Midnight enters the Phantom Zone against his will, handcuffed to criminal Sally Mae, to save her gang's leader, who became lost within. They are guided by a Kryptonian named Dig. For reasons which are unclear, it was necessary for Midnight to sacrifice himself so that the other three in his party might leave the Phantom Zone.

==Other versions==
- In the Elseworlds miniseries JLA: Destiny, by John Arcudi and Tom Mandrake, a version of Midnight, named William Cole, exists in a world where Superman and Batman do not exist. He is a former Gotham City Police Department detective and a senior member of Thomas Wayne's Justice League of America, formerly the Justice League of Gotham, as Midnight.

==In other media==
A female version of Midnight appears in the Supergirl episode "Event Horizon", portrayed by Jennifer Cheon Garcia.
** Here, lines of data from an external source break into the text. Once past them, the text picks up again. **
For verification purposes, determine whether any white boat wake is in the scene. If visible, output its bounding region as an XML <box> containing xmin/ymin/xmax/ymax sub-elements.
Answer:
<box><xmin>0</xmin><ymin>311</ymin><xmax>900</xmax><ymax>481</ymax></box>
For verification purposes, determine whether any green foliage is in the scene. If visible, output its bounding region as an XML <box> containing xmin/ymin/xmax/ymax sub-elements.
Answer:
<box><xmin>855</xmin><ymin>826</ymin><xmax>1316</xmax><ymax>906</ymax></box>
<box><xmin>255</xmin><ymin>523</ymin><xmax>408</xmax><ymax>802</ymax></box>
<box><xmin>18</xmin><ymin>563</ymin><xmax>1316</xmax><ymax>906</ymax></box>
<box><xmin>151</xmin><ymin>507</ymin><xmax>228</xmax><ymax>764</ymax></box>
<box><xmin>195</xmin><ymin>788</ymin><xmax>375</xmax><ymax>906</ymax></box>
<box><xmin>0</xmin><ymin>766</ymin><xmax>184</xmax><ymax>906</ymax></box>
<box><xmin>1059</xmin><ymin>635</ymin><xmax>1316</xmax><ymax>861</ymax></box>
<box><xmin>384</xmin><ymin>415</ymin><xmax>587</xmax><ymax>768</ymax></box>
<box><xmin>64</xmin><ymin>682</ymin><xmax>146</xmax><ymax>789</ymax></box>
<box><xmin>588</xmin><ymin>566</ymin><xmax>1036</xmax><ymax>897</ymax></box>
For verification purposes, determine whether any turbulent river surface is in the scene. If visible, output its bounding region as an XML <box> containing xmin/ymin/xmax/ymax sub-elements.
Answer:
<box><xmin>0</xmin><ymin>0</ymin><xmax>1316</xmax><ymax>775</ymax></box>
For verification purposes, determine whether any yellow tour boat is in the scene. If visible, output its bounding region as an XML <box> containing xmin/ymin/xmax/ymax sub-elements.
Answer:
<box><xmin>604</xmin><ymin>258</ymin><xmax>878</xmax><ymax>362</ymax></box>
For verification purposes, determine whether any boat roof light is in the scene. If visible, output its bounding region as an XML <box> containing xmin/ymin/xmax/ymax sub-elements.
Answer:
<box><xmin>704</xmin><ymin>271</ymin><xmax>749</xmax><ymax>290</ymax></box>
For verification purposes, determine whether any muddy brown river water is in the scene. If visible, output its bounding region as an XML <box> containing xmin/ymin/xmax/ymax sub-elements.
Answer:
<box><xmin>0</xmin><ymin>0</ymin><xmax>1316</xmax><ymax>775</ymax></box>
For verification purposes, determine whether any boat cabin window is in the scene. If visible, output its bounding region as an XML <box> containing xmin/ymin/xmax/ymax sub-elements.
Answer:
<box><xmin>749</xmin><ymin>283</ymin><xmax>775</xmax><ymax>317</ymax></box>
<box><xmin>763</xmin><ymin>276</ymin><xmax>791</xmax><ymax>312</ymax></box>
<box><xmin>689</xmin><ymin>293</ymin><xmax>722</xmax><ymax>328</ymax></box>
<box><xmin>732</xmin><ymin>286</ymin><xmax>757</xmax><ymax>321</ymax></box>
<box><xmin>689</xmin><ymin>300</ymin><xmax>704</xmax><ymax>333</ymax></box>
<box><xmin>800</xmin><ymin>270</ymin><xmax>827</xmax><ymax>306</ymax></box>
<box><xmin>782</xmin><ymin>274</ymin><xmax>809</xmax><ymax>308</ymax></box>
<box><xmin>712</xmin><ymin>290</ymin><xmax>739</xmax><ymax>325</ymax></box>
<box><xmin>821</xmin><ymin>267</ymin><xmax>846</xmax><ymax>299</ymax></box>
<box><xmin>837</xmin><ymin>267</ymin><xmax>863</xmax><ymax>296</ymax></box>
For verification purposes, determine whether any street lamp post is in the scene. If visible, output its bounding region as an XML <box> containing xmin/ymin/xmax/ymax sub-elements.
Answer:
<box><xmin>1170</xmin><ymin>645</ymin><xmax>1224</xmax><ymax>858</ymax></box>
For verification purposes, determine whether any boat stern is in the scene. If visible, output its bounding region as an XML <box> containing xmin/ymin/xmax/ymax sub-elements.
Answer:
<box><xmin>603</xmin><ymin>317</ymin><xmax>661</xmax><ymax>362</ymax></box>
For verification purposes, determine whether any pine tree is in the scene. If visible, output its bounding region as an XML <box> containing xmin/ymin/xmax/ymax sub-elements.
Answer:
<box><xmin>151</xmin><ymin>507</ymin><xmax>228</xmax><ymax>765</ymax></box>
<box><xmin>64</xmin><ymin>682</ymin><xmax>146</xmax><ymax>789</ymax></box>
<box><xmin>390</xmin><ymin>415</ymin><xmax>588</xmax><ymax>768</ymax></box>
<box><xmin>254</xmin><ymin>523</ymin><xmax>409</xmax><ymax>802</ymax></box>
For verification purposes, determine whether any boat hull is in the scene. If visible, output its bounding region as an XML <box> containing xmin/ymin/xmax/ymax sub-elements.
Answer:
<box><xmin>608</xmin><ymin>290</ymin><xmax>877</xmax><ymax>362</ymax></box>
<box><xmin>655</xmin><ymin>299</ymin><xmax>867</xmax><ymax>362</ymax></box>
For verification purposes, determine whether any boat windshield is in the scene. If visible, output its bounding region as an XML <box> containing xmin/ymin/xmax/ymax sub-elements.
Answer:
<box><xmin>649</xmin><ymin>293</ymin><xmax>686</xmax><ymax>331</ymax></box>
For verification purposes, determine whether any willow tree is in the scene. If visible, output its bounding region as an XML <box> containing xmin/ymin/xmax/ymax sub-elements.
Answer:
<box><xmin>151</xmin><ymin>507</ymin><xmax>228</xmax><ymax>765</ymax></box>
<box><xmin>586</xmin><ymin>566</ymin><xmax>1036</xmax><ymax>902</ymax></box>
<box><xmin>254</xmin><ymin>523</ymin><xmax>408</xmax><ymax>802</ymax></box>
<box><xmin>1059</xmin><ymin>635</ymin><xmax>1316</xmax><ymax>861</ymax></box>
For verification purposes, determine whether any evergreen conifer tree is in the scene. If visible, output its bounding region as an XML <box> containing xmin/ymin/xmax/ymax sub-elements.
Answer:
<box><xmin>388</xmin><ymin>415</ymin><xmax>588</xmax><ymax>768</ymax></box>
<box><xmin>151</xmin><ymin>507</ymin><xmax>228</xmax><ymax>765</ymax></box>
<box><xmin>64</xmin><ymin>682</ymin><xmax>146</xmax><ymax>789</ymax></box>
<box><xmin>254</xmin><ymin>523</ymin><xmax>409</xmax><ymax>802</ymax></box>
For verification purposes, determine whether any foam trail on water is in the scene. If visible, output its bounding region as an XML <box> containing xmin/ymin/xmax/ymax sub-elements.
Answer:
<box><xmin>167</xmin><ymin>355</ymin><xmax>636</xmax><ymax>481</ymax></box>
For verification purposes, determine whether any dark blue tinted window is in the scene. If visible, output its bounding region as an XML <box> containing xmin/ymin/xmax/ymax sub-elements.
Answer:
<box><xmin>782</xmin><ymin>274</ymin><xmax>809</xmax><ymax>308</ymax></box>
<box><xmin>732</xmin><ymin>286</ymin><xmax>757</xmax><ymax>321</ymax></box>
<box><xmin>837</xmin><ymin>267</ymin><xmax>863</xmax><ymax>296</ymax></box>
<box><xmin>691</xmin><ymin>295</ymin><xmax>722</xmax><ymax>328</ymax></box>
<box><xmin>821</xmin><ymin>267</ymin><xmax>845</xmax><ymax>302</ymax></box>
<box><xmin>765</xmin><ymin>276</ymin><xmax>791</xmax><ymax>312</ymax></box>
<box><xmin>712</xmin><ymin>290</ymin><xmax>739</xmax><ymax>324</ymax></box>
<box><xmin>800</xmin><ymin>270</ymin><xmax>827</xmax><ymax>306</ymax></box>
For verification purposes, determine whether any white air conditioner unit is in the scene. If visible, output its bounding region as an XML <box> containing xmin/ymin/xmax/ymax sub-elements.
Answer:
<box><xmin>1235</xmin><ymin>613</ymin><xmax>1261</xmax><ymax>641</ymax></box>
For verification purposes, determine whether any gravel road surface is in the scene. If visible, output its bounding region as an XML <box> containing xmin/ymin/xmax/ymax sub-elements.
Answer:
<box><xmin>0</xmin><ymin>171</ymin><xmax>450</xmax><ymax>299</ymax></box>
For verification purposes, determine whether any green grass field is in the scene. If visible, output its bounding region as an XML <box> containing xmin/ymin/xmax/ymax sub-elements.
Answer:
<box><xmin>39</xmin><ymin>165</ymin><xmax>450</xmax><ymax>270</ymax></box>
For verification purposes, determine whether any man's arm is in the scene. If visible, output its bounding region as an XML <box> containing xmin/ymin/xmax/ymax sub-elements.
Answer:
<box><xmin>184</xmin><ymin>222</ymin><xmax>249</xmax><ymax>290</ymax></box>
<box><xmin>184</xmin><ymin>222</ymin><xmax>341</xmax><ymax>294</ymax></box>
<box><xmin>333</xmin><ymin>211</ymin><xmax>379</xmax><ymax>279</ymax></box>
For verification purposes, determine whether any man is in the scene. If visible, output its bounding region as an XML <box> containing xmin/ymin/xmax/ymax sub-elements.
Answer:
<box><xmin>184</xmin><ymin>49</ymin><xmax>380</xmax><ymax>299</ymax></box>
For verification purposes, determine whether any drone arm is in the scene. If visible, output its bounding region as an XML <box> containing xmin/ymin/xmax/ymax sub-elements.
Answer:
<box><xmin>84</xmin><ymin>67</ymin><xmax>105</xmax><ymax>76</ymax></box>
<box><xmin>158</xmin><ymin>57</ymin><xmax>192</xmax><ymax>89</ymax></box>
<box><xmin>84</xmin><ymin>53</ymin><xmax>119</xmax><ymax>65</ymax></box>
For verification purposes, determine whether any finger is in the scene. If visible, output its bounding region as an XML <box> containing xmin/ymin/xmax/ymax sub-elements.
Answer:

This version is an alien with vortex-based abilities who was imprisoned in the Phantom Zone by Martian Manhunter before being freed by Ma'alefa'ak using stolen Kryptonian technology. When Midnight attacks an evening party held by Lena Luthor, Kara Danvers uses a new suit created by Brainiac 5 to defeat her before sending her back to the Phantom Zone with a Phantom Zone projector.